According to regional diplomatic sources, President Trump is expected to meet Cambodian Prime Minister Hun Manet and Thai Prime Minister Anutin Charnvirakul on the sidelines of the summit, where a bilateral peace framework is reportedly under negotiation. The proposed accord would address long-standing border and temple disputes, expand economic cooperation, and promote cross-border demilitarization.

A Historic Opportunity for Asian Peace
“If President Trump succeeds in bringing lasting peace between Cambodia and Thailand, it would stand as one of the most consequential acts of peace diplomacy in Asia in the early decades of the twenty-first century,” said Robinder Sachdev, President of the Imagindia Institute.

“Thailand and Cambodia are civilizational siblings of India — part of a shared cultural geography bound through millennia of faith, temples, teachers, and the pursuit of balance and the Middle Path, both in life and in the conduct of relations among nations. A lasting peace between them would not only secure harmony along their borders but also expand the very geography of coexistence in Asia. Their reconciliation, grounded in the spirit of live and let live and achieved through dialogue, would rekindle Asia’s timeless ideal — where wisdom tempers power, balance transcends rivalry, and compassion once again guides the art of statecraft.
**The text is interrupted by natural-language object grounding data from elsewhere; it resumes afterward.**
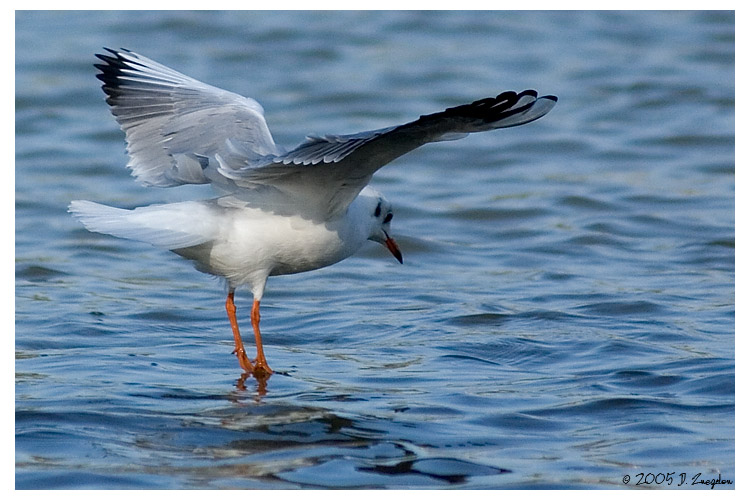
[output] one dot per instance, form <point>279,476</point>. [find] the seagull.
<point>277,211</point>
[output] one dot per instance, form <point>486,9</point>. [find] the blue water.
<point>564,317</point>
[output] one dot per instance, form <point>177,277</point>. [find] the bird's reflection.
<point>261,378</point>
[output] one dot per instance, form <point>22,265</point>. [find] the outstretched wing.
<point>175,126</point>
<point>182,131</point>
<point>327,173</point>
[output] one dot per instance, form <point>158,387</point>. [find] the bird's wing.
<point>182,131</point>
<point>326,173</point>
<point>175,126</point>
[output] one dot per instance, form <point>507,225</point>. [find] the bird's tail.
<point>171,226</point>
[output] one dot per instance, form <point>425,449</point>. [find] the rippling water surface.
<point>564,317</point>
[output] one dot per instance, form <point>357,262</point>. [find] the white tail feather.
<point>174,226</point>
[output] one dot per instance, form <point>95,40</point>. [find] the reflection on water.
<point>564,316</point>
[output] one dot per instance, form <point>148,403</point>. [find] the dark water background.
<point>564,316</point>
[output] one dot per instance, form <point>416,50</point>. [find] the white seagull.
<point>279,212</point>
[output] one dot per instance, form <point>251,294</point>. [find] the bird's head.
<point>380,213</point>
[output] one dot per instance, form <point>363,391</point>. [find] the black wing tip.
<point>112,69</point>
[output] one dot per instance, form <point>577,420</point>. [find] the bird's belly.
<point>249,249</point>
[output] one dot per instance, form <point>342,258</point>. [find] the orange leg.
<point>239,348</point>
<point>261,365</point>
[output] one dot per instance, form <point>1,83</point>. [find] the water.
<point>564,316</point>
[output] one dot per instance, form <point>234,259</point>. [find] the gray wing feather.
<point>175,125</point>
<point>182,131</point>
<point>339,166</point>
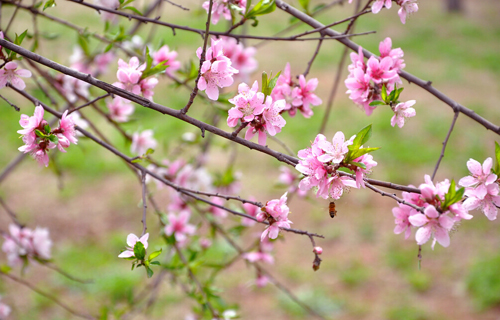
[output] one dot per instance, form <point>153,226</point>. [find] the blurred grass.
<point>459,54</point>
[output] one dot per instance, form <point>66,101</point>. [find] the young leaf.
<point>154,255</point>
<point>377,103</point>
<point>149,271</point>
<point>139,251</point>
<point>497,156</point>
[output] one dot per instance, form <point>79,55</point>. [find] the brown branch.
<point>426,85</point>
<point>445,142</point>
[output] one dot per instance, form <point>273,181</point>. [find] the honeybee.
<point>332,210</point>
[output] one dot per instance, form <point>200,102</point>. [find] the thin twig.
<point>445,142</point>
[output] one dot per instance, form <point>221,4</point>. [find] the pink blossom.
<point>120,109</point>
<point>258,256</point>
<point>318,250</point>
<point>335,151</point>
<point>147,86</point>
<point>4,311</point>
<point>407,7</point>
<point>381,71</point>
<point>252,210</point>
<point>484,196</point>
<point>132,239</point>
<point>432,223</point>
<point>479,175</point>
<point>303,96</point>
<point>216,71</point>
<point>271,121</point>
<point>402,213</point>
<point>402,111</point>
<point>216,211</point>
<point>379,4</point>
<point>11,74</point>
<point>277,215</point>
<point>143,141</point>
<point>129,74</point>
<point>241,58</point>
<point>248,104</point>
<point>67,126</point>
<point>367,160</point>
<point>178,225</point>
<point>23,243</point>
<point>164,54</point>
<point>221,7</point>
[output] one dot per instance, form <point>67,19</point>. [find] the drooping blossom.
<point>303,96</point>
<point>403,111</point>
<point>432,223</point>
<point>485,197</point>
<point>143,141</point>
<point>251,210</point>
<point>336,150</point>
<point>39,146</point>
<point>216,71</point>
<point>4,311</point>
<point>23,243</point>
<point>132,239</point>
<point>120,109</point>
<point>479,175</point>
<point>129,74</point>
<point>11,74</point>
<point>407,7</point>
<point>271,121</point>
<point>179,226</point>
<point>222,7</point>
<point>277,215</point>
<point>241,58</point>
<point>165,54</point>
<point>365,80</point>
<point>401,215</point>
<point>379,4</point>
<point>248,104</point>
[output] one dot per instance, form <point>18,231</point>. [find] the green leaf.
<point>149,271</point>
<point>304,4</point>
<point>133,9</point>
<point>377,103</point>
<point>154,255</point>
<point>84,44</point>
<point>383,94</point>
<point>358,164</point>
<point>19,38</point>
<point>53,138</point>
<point>139,251</point>
<point>156,69</point>
<point>362,137</point>
<point>39,133</point>
<point>497,155</point>
<point>49,4</point>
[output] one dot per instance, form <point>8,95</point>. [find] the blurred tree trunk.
<point>454,5</point>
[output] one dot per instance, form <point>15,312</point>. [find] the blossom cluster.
<point>223,8</point>
<point>320,164</point>
<point>366,80</point>
<point>216,71</point>
<point>481,188</point>
<point>260,112</point>
<point>23,243</point>
<point>299,96</point>
<point>276,213</point>
<point>406,7</point>
<point>39,138</point>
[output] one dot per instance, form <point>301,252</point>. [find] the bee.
<point>332,210</point>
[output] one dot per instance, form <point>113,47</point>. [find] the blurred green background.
<point>90,201</point>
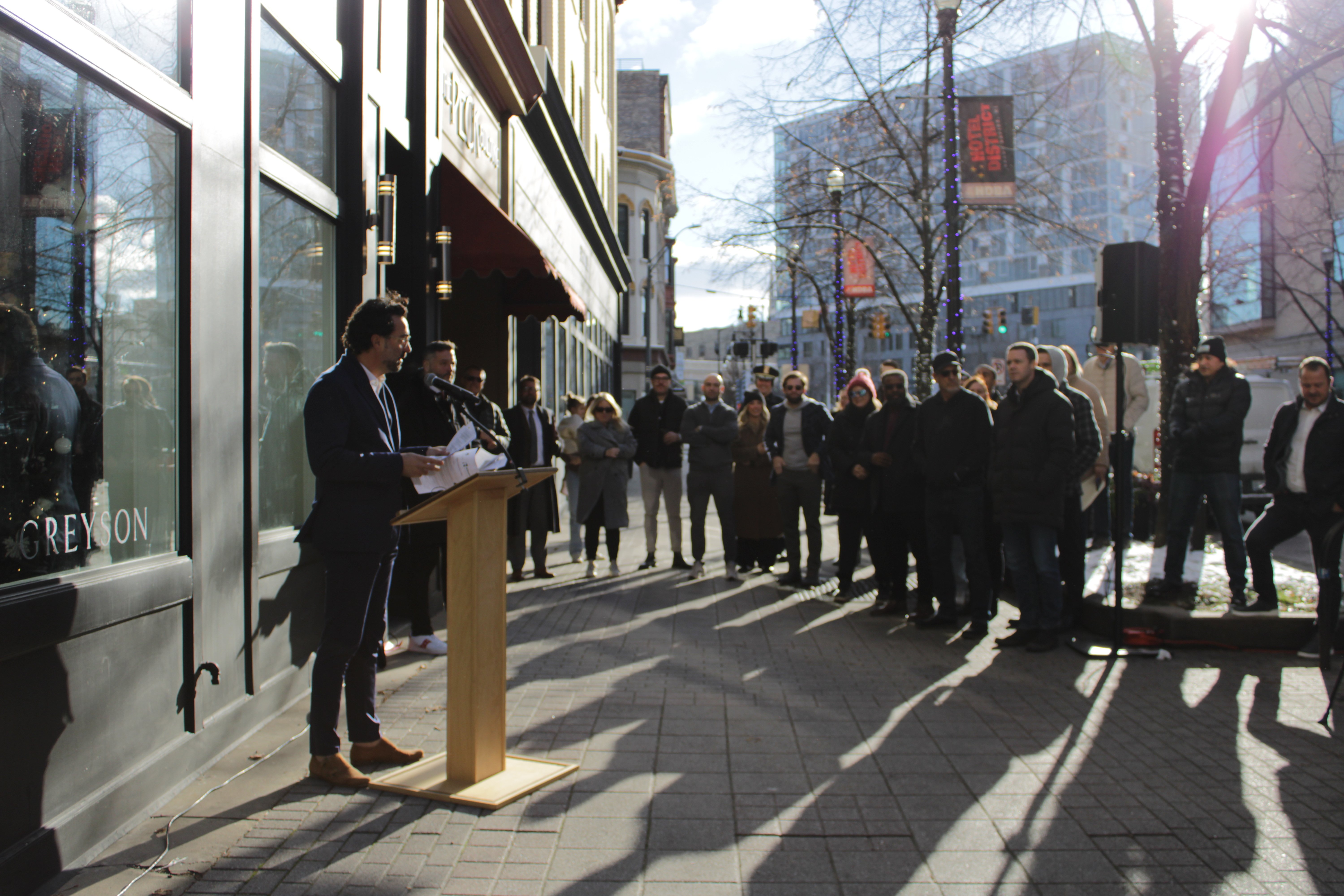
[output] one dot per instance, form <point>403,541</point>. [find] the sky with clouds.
<point>712,50</point>
<point>709,50</point>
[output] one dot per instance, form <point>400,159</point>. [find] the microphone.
<point>455,392</point>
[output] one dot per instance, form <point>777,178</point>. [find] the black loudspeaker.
<point>1127,295</point>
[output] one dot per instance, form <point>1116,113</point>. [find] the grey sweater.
<point>709,431</point>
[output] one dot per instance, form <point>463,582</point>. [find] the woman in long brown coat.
<point>755,506</point>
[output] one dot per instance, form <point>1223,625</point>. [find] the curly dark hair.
<point>372,318</point>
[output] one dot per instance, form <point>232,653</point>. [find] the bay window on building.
<point>296,271</point>
<point>89,323</point>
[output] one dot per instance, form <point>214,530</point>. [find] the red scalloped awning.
<point>486,240</point>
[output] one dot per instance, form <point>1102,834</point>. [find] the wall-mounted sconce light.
<point>444,240</point>
<point>388,220</point>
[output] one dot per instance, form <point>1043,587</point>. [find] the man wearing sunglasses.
<point>954,435</point>
<point>798,440</point>
<point>709,428</point>
<point>657,420</point>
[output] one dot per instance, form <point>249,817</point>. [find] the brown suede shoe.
<point>384,753</point>
<point>335,770</point>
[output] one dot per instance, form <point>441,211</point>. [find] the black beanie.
<point>1213,346</point>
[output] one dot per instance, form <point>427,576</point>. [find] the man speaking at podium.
<point>355,452</point>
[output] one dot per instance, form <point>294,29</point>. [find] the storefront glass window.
<point>88,323</point>
<point>298,108</point>
<point>146,27</point>
<point>298,291</point>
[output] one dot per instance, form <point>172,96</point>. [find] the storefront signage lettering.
<point>464,117</point>
<point>75,532</point>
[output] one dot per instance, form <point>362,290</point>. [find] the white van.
<point>1267,397</point>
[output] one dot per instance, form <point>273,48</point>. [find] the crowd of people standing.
<point>1005,483</point>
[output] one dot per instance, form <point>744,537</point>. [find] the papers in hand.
<point>459,467</point>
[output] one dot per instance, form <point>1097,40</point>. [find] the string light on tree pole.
<point>835,186</point>
<point>952,199</point>
<point>795,260</point>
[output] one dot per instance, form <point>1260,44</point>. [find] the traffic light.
<point>878,326</point>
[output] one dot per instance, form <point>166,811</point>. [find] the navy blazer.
<point>355,453</point>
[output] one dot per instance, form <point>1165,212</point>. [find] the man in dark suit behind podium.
<point>354,448</point>
<point>536,510</point>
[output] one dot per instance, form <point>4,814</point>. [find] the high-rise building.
<point>1087,177</point>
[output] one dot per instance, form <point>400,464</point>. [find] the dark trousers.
<point>1282,520</point>
<point>1073,561</point>
<point>593,530</point>
<point>1033,554</point>
<point>759,553</point>
<point>701,485</point>
<point>892,539</point>
<point>800,491</point>
<point>1225,500</point>
<point>355,617</point>
<point>536,511</point>
<point>409,598</point>
<point>853,526</point>
<point>959,511</point>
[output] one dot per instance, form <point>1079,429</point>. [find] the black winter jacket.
<point>1034,453</point>
<point>1206,422</point>
<point>816,428</point>
<point>952,440</point>
<point>651,420</point>
<point>846,448</point>
<point>897,488</point>
<point>1325,461</point>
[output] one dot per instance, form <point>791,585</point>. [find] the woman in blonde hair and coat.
<point>755,506</point>
<point>607,447</point>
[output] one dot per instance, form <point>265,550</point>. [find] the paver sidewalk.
<point>741,739</point>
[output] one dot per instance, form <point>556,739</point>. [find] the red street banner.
<point>987,166</point>
<point>858,269</point>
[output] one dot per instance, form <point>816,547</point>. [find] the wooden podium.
<point>475,769</point>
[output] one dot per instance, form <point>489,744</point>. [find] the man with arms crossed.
<point>798,440</point>
<point>354,448</point>
<point>1304,471</point>
<point>1034,449</point>
<point>709,428</point>
<point>657,421</point>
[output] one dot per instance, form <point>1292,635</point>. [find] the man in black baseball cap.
<point>1202,457</point>
<point>765,378</point>
<point>954,432</point>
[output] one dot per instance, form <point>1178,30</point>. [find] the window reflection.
<point>298,307</point>
<point>298,108</point>
<point>88,322</point>
<point>146,27</point>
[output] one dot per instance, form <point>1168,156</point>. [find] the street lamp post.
<point>835,186</point>
<point>951,197</point>
<point>794,306</point>
<point>1329,264</point>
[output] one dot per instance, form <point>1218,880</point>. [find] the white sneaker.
<point>429,644</point>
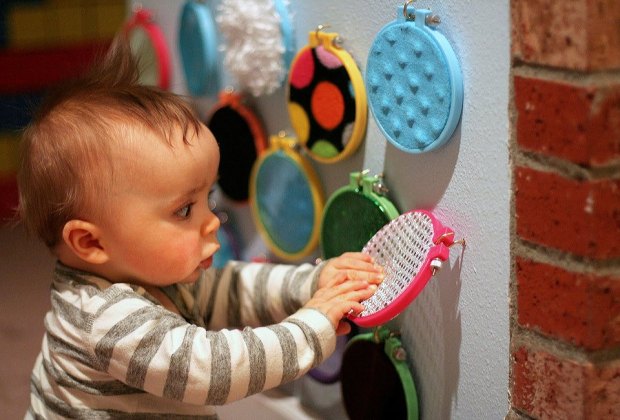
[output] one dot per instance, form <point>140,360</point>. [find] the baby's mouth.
<point>206,263</point>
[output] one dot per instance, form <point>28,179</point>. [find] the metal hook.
<point>320,28</point>
<point>408,16</point>
<point>430,19</point>
<point>336,42</point>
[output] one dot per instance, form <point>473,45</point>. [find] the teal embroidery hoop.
<point>414,82</point>
<point>198,45</point>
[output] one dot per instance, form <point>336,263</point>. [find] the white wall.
<point>456,332</point>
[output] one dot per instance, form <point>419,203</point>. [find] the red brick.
<point>579,34</point>
<point>576,123</point>
<point>548,387</point>
<point>578,217</point>
<point>583,309</point>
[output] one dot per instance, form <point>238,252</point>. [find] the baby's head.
<point>100,141</point>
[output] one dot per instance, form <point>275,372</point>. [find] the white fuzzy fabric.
<point>253,45</point>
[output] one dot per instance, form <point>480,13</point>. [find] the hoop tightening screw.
<point>400,354</point>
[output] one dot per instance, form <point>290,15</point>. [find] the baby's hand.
<point>355,265</point>
<point>339,297</point>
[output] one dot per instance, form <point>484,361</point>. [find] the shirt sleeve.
<point>150,348</point>
<point>246,294</point>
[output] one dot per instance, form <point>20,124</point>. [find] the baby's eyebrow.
<point>191,192</point>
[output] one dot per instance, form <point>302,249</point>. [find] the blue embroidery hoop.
<point>198,44</point>
<point>414,82</point>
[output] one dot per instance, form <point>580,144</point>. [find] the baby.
<point>115,179</point>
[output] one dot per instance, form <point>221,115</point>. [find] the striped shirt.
<point>111,350</point>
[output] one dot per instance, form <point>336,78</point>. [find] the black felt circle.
<point>237,152</point>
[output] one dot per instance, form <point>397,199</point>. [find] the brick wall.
<point>565,286</point>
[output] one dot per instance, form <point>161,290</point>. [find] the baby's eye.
<point>211,200</point>
<point>185,211</point>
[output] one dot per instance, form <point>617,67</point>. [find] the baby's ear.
<point>84,240</point>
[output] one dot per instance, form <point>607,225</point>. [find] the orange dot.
<point>327,105</point>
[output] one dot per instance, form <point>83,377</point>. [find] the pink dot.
<point>328,59</point>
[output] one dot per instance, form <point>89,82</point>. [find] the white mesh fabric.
<point>400,247</point>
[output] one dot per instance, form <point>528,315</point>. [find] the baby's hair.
<point>66,166</point>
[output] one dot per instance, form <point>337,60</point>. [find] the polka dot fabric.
<point>326,99</point>
<point>414,84</point>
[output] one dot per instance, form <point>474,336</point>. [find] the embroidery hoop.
<point>354,213</point>
<point>414,82</point>
<point>198,45</point>
<point>238,152</point>
<point>149,46</point>
<point>346,137</point>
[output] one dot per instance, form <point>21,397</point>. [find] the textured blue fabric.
<point>198,44</point>
<point>414,84</point>
<point>285,202</point>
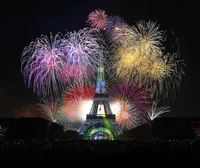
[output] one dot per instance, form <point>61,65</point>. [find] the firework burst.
<point>77,101</point>
<point>156,111</point>
<point>97,19</point>
<point>81,51</point>
<point>42,65</point>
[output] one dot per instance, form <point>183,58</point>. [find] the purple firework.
<point>81,52</point>
<point>42,65</point>
<point>131,93</point>
<point>97,19</point>
<point>112,23</point>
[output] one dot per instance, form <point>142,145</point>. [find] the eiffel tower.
<point>100,123</point>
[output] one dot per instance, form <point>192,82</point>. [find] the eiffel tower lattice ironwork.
<point>101,119</point>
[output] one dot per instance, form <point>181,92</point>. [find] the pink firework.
<point>42,65</point>
<point>77,101</point>
<point>98,19</point>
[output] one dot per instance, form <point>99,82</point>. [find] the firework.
<point>97,19</point>
<point>42,65</point>
<point>149,38</point>
<point>129,103</point>
<point>81,52</point>
<point>113,23</point>
<point>77,101</point>
<point>143,60</point>
<point>156,111</point>
<point>123,34</point>
<point>49,108</point>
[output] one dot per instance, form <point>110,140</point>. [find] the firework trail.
<point>156,111</point>
<point>42,65</point>
<point>129,103</point>
<point>77,101</point>
<point>143,60</point>
<point>97,19</point>
<point>112,23</point>
<point>49,108</point>
<point>81,52</point>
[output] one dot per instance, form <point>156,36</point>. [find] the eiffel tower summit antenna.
<point>100,123</point>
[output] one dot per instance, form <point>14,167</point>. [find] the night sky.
<point>24,21</point>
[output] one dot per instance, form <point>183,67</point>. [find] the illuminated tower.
<point>100,122</point>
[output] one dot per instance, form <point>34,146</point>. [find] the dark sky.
<point>23,21</point>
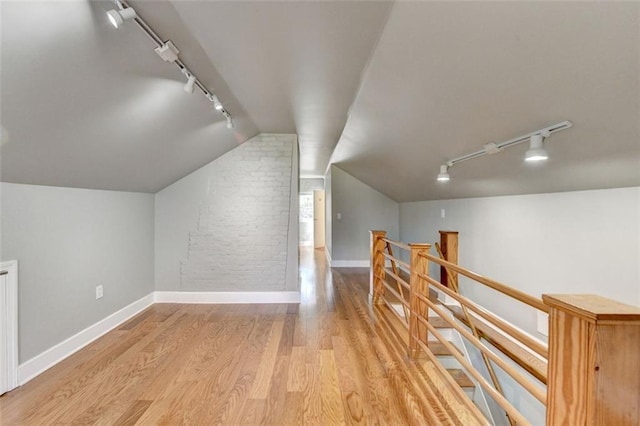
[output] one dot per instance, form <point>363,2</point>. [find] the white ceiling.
<point>400,88</point>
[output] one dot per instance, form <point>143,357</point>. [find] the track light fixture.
<point>216,103</point>
<point>167,51</point>
<point>443,176</point>
<point>535,153</point>
<point>191,81</point>
<point>117,17</point>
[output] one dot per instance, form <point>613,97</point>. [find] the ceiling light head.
<point>536,152</point>
<point>443,176</point>
<point>117,17</point>
<point>189,86</point>
<point>216,103</point>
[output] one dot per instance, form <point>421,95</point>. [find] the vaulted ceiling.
<point>387,91</point>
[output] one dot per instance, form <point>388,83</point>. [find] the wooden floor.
<point>327,361</point>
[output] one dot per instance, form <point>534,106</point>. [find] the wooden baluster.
<point>376,271</point>
<point>594,362</point>
<point>419,265</point>
<point>453,280</point>
<point>396,271</point>
<point>449,246</point>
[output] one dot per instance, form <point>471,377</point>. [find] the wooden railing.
<point>582,375</point>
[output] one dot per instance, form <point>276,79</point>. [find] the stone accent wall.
<point>242,236</point>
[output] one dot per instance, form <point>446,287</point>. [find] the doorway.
<point>306,219</point>
<point>318,219</point>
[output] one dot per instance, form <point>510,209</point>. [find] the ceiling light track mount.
<point>536,151</point>
<point>168,52</point>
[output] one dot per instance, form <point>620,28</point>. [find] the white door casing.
<point>318,219</point>
<point>8,326</point>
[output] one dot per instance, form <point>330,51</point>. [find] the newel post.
<point>449,247</point>
<point>594,361</point>
<point>417,285</point>
<point>376,269</point>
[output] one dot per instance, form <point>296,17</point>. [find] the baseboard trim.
<point>47,359</point>
<point>52,356</point>
<point>227,297</point>
<point>349,264</point>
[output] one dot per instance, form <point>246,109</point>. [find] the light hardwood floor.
<point>327,361</point>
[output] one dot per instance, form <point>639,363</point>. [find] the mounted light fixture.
<point>216,103</point>
<point>191,81</point>
<point>443,176</point>
<point>535,153</point>
<point>117,17</point>
<point>167,51</point>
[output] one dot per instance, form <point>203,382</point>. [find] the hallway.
<point>324,362</point>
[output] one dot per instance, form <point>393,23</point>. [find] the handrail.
<point>515,350</point>
<point>502,288</point>
<point>419,327</point>
<point>398,279</point>
<point>395,293</point>
<point>523,338</point>
<point>500,400</point>
<point>396,260</point>
<point>492,374</point>
<point>398,244</point>
<point>536,392</point>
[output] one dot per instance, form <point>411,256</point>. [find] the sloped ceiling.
<point>388,91</point>
<point>448,77</point>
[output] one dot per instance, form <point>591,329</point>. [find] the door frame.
<point>9,330</point>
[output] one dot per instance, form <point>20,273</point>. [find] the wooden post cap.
<point>593,308</point>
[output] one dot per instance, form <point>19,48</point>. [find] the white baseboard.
<point>47,359</point>
<point>227,297</point>
<point>349,263</point>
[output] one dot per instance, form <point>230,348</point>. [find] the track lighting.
<point>167,51</point>
<point>443,176</point>
<point>117,17</point>
<point>535,153</point>
<point>191,81</point>
<point>216,102</point>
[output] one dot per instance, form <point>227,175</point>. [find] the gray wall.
<point>362,209</point>
<point>573,242</point>
<point>328,216</point>
<point>233,224</point>
<point>311,184</point>
<point>67,241</point>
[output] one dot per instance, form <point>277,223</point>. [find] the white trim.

We are also proposing the creation of a ‘Garden of Peace’ to commemorate this accord — a living symbol of reconciliation, renewal, and the enduring spirit of Asian harmony.”

The Garden of Peace – Dangrek Mountains

The proposed Garden of Peace would be located in the neutral buffer area adjoining the Preah Vihear Temple, between Cambodia’s Preah Vihear Province and Thailand’s Sisaket Province along the Dangrek Mountains ridge.

The Preah Vihear complex, a UNESCO World Heritage Site, embodies the shared Hindu-Buddhist heritage of the region. Its iconography, architecture, and inscriptions reflect a spiritual continuum that flows from India through Angkor to Siam. Venerated by both nations, it stands as an ideal physical and civilizational site for a memorial that transforms a former zone of tension into a sanctuary of trust.

Imagindia’s concept for the “Garden of Peace – Dangrek Mountains” envisions a jointly created landscaped sanctuary overlooking the temple, with twin Cambodian and Thai pavilions joined by a lotus-lined bridge and inscribed verses on peace, coexistence, and the Middle Path. Supported by India and ASEAN, the initiative would serve as a living testament that ancient civilizations can resolve modern conflicts through dialogue, shared heritage, and the wisdom of balance — reaffirming that peace, like civilization itself, must be continually cultivated.

Conditional Nomination for a New Era of Diplomacy

The Gandhi Peace Prize, instituted by the Government of India in 1995, honors individuals and institutions that advance peace, non-violence, and humanitarian service. Past laureates include Nelson Mandela, Baba Amte of India, Yohei Sasakawa of Japan, Sultan Qaboos bin Said of Oman, Dr. Julius K. Nyerere of Tanzania, and Gerhard Fischer of Germany—all honored for advancing peace, compassion, and humanitarian service in the Gandhian spirit.

Mr. Sachdev emphasized that the initiative is non-political and conditional, depending entirely on the successful signing of a verifiable peace accord. “If the Kuala Lumpur meeting results in a signed agreement, India and the world should recognize that peace can emerge even from disruption when leadership channels power toward dialogue. That, in essence, is the Gandhian spirit,” he said.

Upon the signing of the accord, Imagindia will submit a formal nomination to the Ministry of Culture, Government of India, accompanied by a policy brief outlining the Cambodia–Thailand peace process and its alignment with Gandhian principles of non-violence, coexistence, and civilizational harmony.

 

About: The Imagindia Institute is an independent, non-partisan think tank dedicated to research, dialogue, and initiatives in public diplomacy, world affairs, civilizational thought, and creative thinking for problem-solving and futurism across cultures.